Out of memory when raising the context
Unlikely on a 24GB 3090: Q8_0 weights (15.58GB) leave ~8GB free, and because Phi-4's context ceiling is only 16K the KV cache stays small (~3.3GB at f16) — there's no benefit to requesting more than -c 16384 (that's the model's limit). If you're on a smaller card and still tight, options in order: quantize the KV cache with -fa on -ctk q8_0 -ctv q8_0; drop to Q6_K (12.03GB), Q5_K_M (10.41GB), or Q4_K_M (8.89GB). Don't try the F16/BF16 GGUF (29.32GB) on 24GB — it doesn't fit.
Do I need an "FP8" build for the 3090?
No. Ampere (GA102, sm_86) has no FP8 tensor cores, and this recipe doesn't use FP8 at all — the GGUF quants (Q4_K_M, Q6_K, Q8_0) are integer formats that run natively on Ampere. FP8 weight-only serving is an Ada/Hopper/Blackwell path used by servers like vLLM; on the 3090, stick with the GGUF + llama.cpp path described here.
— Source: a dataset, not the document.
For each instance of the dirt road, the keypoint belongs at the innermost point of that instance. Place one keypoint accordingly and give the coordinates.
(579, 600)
torch / CUDA errors — this is llama.cpp, not a Python ML stack
Serving Phi-4 via llama.cpp or Ollama does not require PyTorch, flash-attn wheels, or a Python ML stack. If you hit a CUDA error, confirm you built (or downloaded) the CUDA-enabled llama.cpp (Option A, -DGGML_CUDA=ON) rather than a CPU-only binary. For large-VRAM or multi-GPU production serving you could instead run the full-precision weights under a server like vLLM, but on a single 3090 the GGUF + llama.cpp path is the right one — and at 14B, Q8_0 is already near-lossless.
Model or GPU 404 on /check
Phi-4 is a new addition; if the /check/phi-4/rtx-3090 link 404s, the catalogue row is still being registered. The recipe's install and run steps are independent of the benchmark endpoint.